Soares was far from alone in her healthcare needs; the Public Health Agency report states that about 40 per cent of all fall-related hospitalizations among seniors involve hip fractures. In addition to causing a decline in overall quality of life and potentially reducing life expectancy, these injuries also increase the likelihood of long-term hospitalization.
Since 2012, the LTLD Rehab program at Runnymede has helped over 1,500 patients transition back to the community after injury or surgery in acute care by providing low-intensity rehabilitation. In the fall of 2016, Runnymede strengthened its focus on rehabilitation by attaining an official designation as a rehabilitation hospital, enabling it to build on its strengths and expertise and expand the level of its services.
Patients in the LTLD Rehab program receive continuous medical supervision, which helps minimize the impact of complications that could arise during their recovery. This level of care proved to be vital to Soares while at Runnymede, even though it wasn’t immediately apparent. “When she was first admitted, Luisa seemed like the ideal rehab patient,” said Elisabeth Despres, Runnymede’s professional practice leader – allied health and pharmacy. “Although she couldn’t stand or walk due to her injury, our team was confident that we would meet her goal of returning home within a few weeks.”
After making strong gains early in her recovery, Soares reported feeling dizzy and drowsy. “We were alarmed because we thought it could be a symptom of a bigger problem,” said Van Nguyen, physician assistant at Runnymede. The interprofessional team responded immediately by collaborating with an acute care partner to diagnose Soares’ condition. A CT scan confirmed the presence of blood clots in the major blood vessel in her lungs. “The formation of these clots in the lungs is a common post-operative complication, which is potentially life-threatening because they block blood flow to the lung,” says Nguyen. After one week of treatment in acute care, the severity of Soares’ symptoms subsided and she was readmitted to Runnymede.

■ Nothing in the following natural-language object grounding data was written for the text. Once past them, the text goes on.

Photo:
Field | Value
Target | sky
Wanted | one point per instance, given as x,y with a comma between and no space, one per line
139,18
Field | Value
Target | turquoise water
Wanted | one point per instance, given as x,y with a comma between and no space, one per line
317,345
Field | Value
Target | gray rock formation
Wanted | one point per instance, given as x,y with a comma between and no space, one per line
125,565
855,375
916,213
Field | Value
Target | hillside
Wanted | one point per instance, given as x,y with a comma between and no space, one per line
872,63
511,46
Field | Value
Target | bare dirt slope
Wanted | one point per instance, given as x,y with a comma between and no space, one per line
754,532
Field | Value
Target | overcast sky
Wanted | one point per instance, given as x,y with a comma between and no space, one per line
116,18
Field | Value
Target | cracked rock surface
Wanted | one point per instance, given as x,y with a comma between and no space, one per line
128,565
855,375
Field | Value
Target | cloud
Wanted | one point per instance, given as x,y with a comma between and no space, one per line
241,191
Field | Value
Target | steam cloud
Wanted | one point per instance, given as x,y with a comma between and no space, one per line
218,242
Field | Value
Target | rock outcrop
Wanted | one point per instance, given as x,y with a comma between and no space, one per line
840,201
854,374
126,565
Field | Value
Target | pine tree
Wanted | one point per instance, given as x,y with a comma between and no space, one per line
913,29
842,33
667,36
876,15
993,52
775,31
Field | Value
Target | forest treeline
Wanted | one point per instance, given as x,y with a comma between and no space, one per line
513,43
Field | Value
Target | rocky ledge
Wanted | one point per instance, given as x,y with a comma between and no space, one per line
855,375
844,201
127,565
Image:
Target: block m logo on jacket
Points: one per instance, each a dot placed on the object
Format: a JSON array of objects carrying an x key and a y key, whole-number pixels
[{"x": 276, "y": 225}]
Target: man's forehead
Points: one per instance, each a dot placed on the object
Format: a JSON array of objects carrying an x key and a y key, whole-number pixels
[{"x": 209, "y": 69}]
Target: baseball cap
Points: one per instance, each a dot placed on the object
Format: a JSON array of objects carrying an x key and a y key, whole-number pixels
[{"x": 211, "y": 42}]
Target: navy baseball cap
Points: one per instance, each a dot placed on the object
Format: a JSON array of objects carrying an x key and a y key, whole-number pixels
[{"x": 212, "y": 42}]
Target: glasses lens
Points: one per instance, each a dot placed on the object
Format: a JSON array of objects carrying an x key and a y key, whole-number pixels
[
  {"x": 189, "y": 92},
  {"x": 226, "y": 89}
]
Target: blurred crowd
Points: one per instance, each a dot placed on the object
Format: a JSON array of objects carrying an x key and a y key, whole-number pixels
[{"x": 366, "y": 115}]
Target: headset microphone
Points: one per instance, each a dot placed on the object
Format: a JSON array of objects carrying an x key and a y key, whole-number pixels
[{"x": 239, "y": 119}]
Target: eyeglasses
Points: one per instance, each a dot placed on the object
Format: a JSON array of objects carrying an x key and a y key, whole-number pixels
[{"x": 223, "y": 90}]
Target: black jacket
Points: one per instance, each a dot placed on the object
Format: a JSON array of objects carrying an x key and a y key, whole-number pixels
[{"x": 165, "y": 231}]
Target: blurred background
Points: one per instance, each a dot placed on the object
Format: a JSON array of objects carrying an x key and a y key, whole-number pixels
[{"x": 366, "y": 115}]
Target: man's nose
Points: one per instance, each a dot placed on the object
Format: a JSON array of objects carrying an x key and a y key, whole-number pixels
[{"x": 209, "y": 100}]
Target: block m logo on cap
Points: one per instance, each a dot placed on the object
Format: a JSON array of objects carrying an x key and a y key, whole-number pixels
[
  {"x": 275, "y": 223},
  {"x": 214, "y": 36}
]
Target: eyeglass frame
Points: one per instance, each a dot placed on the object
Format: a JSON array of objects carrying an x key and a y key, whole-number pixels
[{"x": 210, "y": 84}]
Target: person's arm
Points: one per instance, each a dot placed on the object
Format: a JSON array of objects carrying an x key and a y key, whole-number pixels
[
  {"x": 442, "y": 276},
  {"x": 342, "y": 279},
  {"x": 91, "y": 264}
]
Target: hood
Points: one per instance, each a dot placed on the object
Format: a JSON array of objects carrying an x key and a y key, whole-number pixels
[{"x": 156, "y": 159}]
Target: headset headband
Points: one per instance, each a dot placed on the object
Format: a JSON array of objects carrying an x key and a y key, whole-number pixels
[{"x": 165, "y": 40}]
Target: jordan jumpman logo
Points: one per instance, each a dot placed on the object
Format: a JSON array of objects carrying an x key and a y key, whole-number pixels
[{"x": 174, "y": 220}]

Upon her readmission, Soares was like an entirely new patient. “Her condition was very serious so we monitored her carefully and helped her stabilize,” said Nguyen. “Our focus was on getting Luisa well enough to resume her rehab.” The physiotherapy and occupational therapy teams’ focus also needed to shift in order to meet Soares’ new challenges; their treatment plans were revised according to her needs. “Luisa couldn’t tolerate the same level of rehab as before, so we worked with her to set new goals,” said Despres. “We had to go back a few steps and work on simpler things, like getting out of bed.”
The road to recovery isn’t always a smooth one. For patients recovering from injury or surgery – seniors in particular – life-threatening complications can arise over the course of their rehabilitation. Runnymede’s LTLD Rehab program addresses this risk by providing patients with around-the-clock medical supervision that exceeds what is available either at home or in a community care setting.
For Soares, the extended rehabilitation and continuous medical supervision paid off. Three months after her injury, she was back at home and had resumed her independence. Prior to her discharge, the physiotherapy team made arrangements with a healthcare facility near Soares’ home to ensure she would get the necessary follow-up treatment in her community – as a matter of fact, she even drives herself to get there.
Michael Oreskovich is a Communications Specialist at Runnymede Healthcare Centre.